Ce qui me dérange là-dedans, c’est que le gouvernement agit comme si l’égalité des sexes était une chose acquise chez nous et que nous sommes ainsi en position de pouvoir dicter aux immigrants qui arrivent ici, ce qu’il faut faire; eux qui évidemment ne sont pas encore rendus «à notre niveau».

Parler ici de paternalisme est un euphémisme. La violence faite aux femmes et les inégalités économiques entre les sexes sont ici de vrais problèmes. Nous vivons dans un monde où les pires pitreries vous permettent d’être sur la liste des gens les plus fascinants de la planète d’après Barbara Walter. Nous sommes loin d’avoir atteint l’égalité des sexes chez nous et empêcher des femmes de devenir canadiennes pour des histoires de niqab n’améliore en rien cet état de chose. On a l’impression qu’il s’agit là d’une certaine victoire, mais il n’en est rien.

Quant à notre foi dans la société laïque, elle n’en est que plus hypocrite et pleine de contradictions. On peut difficilement choisir de cacher certains symboles religieux, tout en estimant que ceux de la majorité sont acceptables. Une société purement laïque doit l’être complètement ou pas du tout.

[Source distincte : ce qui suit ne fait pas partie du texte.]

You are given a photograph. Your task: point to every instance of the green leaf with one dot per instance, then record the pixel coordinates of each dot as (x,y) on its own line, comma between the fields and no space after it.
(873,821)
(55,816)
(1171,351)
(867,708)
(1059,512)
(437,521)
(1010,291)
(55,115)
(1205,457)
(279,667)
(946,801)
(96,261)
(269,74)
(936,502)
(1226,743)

Que le niqab soit l’incarnation flagrante des inégalités sexuelles ou une simple question de choix de vie, n’a pas vraiment beaucoup d’importance. La vraie question est la suivante : le port du niqab est-il une question de sécurité nationale – comme le ministre Kenney le dit avec insistance – ou offense-t-il tout simplement nos valeurs occidentales? Et si l’argument de la sécurité nationale ne tient pas la route, allons-nous tolérer encore longtemps des lois qui nous permettent d’agir comme si nous étions dans une cafétéria à choisir ce que l’on veut et ignorer ce dont on ne veut pas.

Hermann Hesse a déjà dit : «L’idée n’est pas de devenir comme l’autre; c’est de se reconnaître, apprendre à découvrir l’autre et le respecter pour ce qu’il est.»

C’est une chose qui n’est pas facile à faire, mais qui doit être faite.